Робеспьер, такой же вялый и неподвижный, как и Сен-Жюст, теперь, казалось, сбросил оцепенение и готовился действовать. Глаза его лихорадочно блестели, но тон голоса по-прежнему оставался нерешительным.
– От чьего имени? – с сомнением спросил он, оглядывая сидящих за столом соратников.
Этот простой вопрос вызвал почти замешательство: Леба и Огюстен Робеспьер переглянулись, Пейян хмыкнул, Флерио удивленно воззрился на Неподкупного, и лишь один Кутон не смутился:
– Разумеется, от имени Конвента.
– Действительно, – радостно воскликнул Леба, – разве мы сами не составляем Конвент, разве он не там, где нходимся мы? Остальные всего лишь мятежники!
– Остальные всего лишь мятежники, – как эхо повторил Кутон.
– Я думаю, воззвание надо подписать от имени французского народа, – вдруг как-то вяло произнес Робеспьер и нерешительно посмотрел на друзей, словно ища поддержки.
Его поняли.
– Ты как всегда прав, Максимилиан! Если Конвент предал нас, если он весь против нас, значит, Конвента больше не существует! Отныне только Мы представляем народ Франции!
Это Огюстен. Но не его, не его слова, не слова брата ждал Робеспьер.
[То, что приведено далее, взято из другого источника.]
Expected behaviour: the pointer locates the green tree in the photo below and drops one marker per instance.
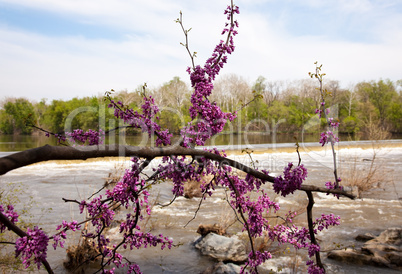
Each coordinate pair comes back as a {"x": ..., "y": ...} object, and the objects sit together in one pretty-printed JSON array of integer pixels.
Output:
[
  {"x": 16, "y": 116},
  {"x": 380, "y": 94}
]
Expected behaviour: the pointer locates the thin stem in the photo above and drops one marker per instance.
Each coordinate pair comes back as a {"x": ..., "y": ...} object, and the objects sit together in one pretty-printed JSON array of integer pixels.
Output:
[{"x": 311, "y": 227}]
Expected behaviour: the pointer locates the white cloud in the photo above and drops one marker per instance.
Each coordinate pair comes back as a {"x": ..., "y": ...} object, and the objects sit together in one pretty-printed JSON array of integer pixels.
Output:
[{"x": 37, "y": 66}]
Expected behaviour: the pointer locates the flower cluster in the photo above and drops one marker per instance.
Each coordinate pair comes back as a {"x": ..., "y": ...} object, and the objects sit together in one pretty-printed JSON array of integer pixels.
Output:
[
  {"x": 325, "y": 221},
  {"x": 210, "y": 118},
  {"x": 144, "y": 121},
  {"x": 33, "y": 245},
  {"x": 292, "y": 180},
  {"x": 331, "y": 185},
  {"x": 10, "y": 214},
  {"x": 257, "y": 258},
  {"x": 328, "y": 136},
  {"x": 57, "y": 238}
]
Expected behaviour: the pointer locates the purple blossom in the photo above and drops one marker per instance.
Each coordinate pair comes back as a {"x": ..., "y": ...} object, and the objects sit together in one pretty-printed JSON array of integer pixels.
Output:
[
  {"x": 10, "y": 214},
  {"x": 292, "y": 180},
  {"x": 33, "y": 245}
]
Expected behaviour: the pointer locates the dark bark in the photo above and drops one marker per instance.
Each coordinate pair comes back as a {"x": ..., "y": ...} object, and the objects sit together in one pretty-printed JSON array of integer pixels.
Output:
[{"x": 47, "y": 153}]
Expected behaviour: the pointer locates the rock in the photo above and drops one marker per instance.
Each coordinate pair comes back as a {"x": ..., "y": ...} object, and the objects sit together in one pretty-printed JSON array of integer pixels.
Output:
[
  {"x": 215, "y": 228},
  {"x": 364, "y": 237},
  {"x": 221, "y": 268},
  {"x": 222, "y": 248},
  {"x": 384, "y": 251}
]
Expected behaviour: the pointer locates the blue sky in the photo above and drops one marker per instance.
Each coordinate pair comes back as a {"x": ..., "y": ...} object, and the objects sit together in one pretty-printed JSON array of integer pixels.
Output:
[{"x": 60, "y": 49}]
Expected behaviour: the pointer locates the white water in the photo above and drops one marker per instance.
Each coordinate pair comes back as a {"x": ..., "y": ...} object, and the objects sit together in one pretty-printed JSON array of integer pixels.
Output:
[{"x": 380, "y": 208}]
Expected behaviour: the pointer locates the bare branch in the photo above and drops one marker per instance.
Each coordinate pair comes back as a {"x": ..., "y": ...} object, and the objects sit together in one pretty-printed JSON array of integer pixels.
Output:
[{"x": 47, "y": 153}]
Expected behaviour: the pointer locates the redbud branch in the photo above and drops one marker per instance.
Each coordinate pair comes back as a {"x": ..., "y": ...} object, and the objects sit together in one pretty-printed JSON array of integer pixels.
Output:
[
  {"x": 311, "y": 227},
  {"x": 14, "y": 228}
]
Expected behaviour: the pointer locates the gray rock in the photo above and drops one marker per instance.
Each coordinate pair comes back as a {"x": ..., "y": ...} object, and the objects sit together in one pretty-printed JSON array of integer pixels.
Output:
[
  {"x": 222, "y": 248},
  {"x": 221, "y": 268},
  {"x": 384, "y": 250}
]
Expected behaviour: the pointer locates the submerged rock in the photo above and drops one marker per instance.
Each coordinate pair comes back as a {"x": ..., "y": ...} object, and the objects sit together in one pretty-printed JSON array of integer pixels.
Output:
[
  {"x": 215, "y": 228},
  {"x": 222, "y": 248},
  {"x": 221, "y": 268},
  {"x": 384, "y": 251}
]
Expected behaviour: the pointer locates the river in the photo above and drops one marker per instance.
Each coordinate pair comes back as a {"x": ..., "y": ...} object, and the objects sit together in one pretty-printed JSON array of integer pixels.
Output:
[{"x": 377, "y": 210}]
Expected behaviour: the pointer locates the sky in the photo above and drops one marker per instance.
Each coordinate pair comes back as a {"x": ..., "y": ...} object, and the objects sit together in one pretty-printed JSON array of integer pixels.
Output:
[{"x": 61, "y": 49}]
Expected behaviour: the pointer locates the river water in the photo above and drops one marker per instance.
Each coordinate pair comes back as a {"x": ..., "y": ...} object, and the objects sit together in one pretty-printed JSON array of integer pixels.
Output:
[{"x": 378, "y": 209}]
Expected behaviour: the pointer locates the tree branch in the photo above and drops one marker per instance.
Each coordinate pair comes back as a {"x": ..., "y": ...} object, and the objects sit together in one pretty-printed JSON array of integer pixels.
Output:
[{"x": 47, "y": 153}]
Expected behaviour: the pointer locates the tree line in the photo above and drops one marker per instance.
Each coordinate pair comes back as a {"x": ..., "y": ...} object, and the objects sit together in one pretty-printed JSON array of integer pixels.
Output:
[{"x": 287, "y": 106}]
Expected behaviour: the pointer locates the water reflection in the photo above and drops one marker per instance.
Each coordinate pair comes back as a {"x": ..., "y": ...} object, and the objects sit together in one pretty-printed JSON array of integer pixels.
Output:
[{"x": 227, "y": 141}]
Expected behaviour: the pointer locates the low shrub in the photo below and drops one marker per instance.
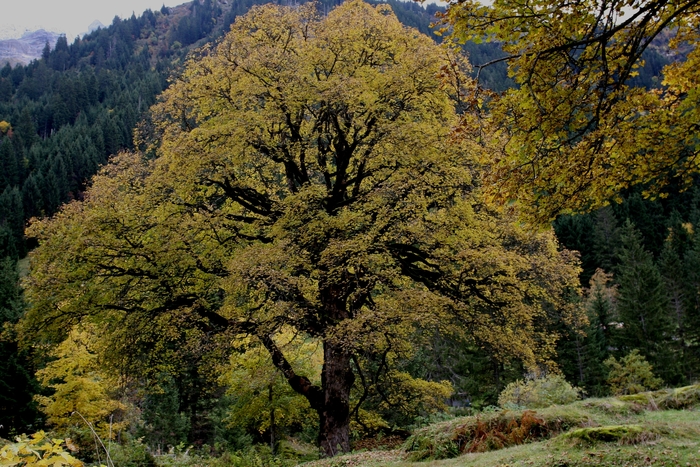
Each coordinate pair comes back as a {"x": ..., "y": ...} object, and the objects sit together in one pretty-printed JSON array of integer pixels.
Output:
[
  {"x": 487, "y": 432},
  {"x": 612, "y": 433},
  {"x": 538, "y": 393},
  {"x": 632, "y": 374}
]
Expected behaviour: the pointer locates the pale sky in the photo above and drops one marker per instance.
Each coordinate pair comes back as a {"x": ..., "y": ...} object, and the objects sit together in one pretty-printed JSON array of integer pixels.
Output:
[{"x": 71, "y": 17}]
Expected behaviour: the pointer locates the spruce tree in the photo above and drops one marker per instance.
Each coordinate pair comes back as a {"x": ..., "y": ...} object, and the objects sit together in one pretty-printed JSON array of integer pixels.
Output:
[{"x": 643, "y": 305}]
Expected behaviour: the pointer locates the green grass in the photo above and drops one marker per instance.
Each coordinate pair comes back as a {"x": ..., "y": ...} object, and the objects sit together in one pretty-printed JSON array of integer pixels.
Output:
[{"x": 660, "y": 428}]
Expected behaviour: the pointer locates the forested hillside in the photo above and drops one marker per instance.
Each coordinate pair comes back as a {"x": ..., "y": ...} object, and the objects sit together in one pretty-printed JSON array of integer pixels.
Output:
[
  {"x": 288, "y": 227},
  {"x": 64, "y": 115}
]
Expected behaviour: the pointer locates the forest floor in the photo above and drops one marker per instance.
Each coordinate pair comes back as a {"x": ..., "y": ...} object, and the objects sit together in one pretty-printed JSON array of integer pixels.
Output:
[{"x": 651, "y": 429}]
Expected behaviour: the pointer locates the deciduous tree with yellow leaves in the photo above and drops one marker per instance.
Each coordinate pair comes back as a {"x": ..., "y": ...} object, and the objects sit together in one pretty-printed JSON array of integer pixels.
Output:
[
  {"x": 576, "y": 132},
  {"x": 306, "y": 181}
]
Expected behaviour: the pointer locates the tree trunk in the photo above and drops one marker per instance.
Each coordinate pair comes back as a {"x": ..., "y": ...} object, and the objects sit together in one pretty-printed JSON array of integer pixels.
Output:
[{"x": 337, "y": 379}]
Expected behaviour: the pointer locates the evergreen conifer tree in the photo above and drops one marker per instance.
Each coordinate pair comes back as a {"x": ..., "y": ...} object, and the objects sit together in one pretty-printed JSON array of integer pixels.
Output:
[{"x": 643, "y": 304}]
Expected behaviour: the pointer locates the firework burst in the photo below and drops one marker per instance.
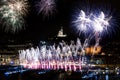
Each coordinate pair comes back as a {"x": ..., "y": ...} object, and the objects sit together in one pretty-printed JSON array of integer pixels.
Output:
[
  {"x": 96, "y": 23},
  {"x": 12, "y": 14},
  {"x": 46, "y": 7}
]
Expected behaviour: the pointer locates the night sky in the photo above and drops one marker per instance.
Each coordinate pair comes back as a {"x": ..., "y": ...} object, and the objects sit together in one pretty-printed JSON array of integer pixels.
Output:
[{"x": 38, "y": 28}]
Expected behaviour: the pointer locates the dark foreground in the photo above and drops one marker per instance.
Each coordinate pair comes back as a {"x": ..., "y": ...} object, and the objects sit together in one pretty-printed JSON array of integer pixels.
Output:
[{"x": 19, "y": 73}]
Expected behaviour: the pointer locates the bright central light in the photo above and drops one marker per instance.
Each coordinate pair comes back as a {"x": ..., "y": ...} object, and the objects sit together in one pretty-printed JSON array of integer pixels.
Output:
[{"x": 92, "y": 22}]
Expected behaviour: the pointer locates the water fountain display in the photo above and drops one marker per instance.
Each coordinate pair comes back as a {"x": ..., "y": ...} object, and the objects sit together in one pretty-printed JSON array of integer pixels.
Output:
[{"x": 57, "y": 56}]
– И если Конвент восстал против Республики, то народ Франции восстанет против Конвента. Потому что на нашей стороне весь народ города Парижа! – неожиданно поддержал Огюстена Пейян.
Щека Робеспьера снова дернулась в нервном тике, и он решился посмотреть, наконец, на Сен-Жюста. На этот раз тот не отвел глаза. «Да, сказали они, пятьсот депутатов и пять, пятьсот против пяти – истинно революционная арифметика, но, Максимилиан, ты же сам не способен поверить в нее…»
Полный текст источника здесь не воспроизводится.